I started with Tim Judah’s In Wartime: Stories from Ukraine, a 2016 book of interviews and descriptions from pro-Ukrainians following the 2014 Maidan Revolution and pro-Russian rebels manning fortifications in eastern Ukraine. Judah traveled the corners of the country pulling tales and opinions from everyday people on the streets while giving his unfamiliar readers a geography and history lesson (I’d never heard of Bessarabia in Ukraine’s southwest—600K people speaking primarily Russian but ethnically Bulgarian, Moldovan, Albanian, Gagauz and Roma. You travel through the country of Moldova just to get to this part of Ukraine.) I finished the book knowing much more about modern Ukraine than I did before. 

In February, I took a seminar on Putin’s Russia and listened to a lecture by the Foreign Policy Association on Russia as a nuclear state in decline. The presentation was online and recorded and presented on the day Russian forces invaded Ukraine. Suddenly, many of the discussion questions were obsolete. 
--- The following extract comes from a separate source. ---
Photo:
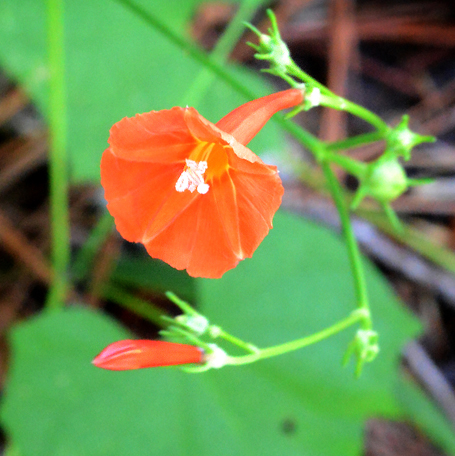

But the mother lode of Ukraine background proved to be Anne Applebaum’s Red Famine: Stalin’s War on Ukraine. As the title suggests, the book focuses on the 1932-33 Ukraine famine—or in Ukrainian, the Holodomor. Pulling from primary sources, including diaries and recordings, the description of the tragedy is heart-wrenching and serves as both a reminder of man’s capacity for cruelty and a harbinger of future atrocities in the impending World War. 

I recommend the book, not solely for Applebaum’s characterization of Stalin’s reasoning (collectivize the farms to increase grain exports and finance his economic plans, mobilize poor peasants against richer peasants—kulaks—to provide scapegoats in crisis) or his execution (refuse to lower grain quotas during the famine, take food from farmers’ homes, bar starving peasants from entering cities in search of food, relocate Russians to the eastern Ukraine to make up for the 13% of the population who were deported or starved to death,) but also for the excellent history she provides of Ukraine before and after Russia’s February Revolution of 1917. She wraps up the book with an epilogue summarizing the period from the famine to modern day Ukraine. 

This book opened my eyes. How can you discuss a country’s history of sovereignty if they’ve never been given a chance? Ukraine sits at the crossroads between Europe and Asia, the second largest country on the European continent with some of the least defensible borders. Ukrainian culture reached its peak over a thousand years ago, before being invaded by the Mongols, dominated by the Polish-Lithuanian Commonwealth and taken over by the Soviets. 

The international community won’t tolerate Italy reclaiming Great Britain just because they used to be part of the Roman Empire. They won’t put up with Great Britain trying to force India back into the British Empire. The list goes on—and I recognize there’s probably another fancy Latin phrase that describes a logic fallacy in my argument. 

So, two points: 

Ukraine deserves to have its sovereignty supported (for all of you asking about the military option…that’s a different essay for a different day) 

Check out Applebaum’s book from your local library or buy it. Especially if you need a refresher (or a primer, in my case) on Ukraine history.

Note: Amazon links are for reference only. Recommend using your local library!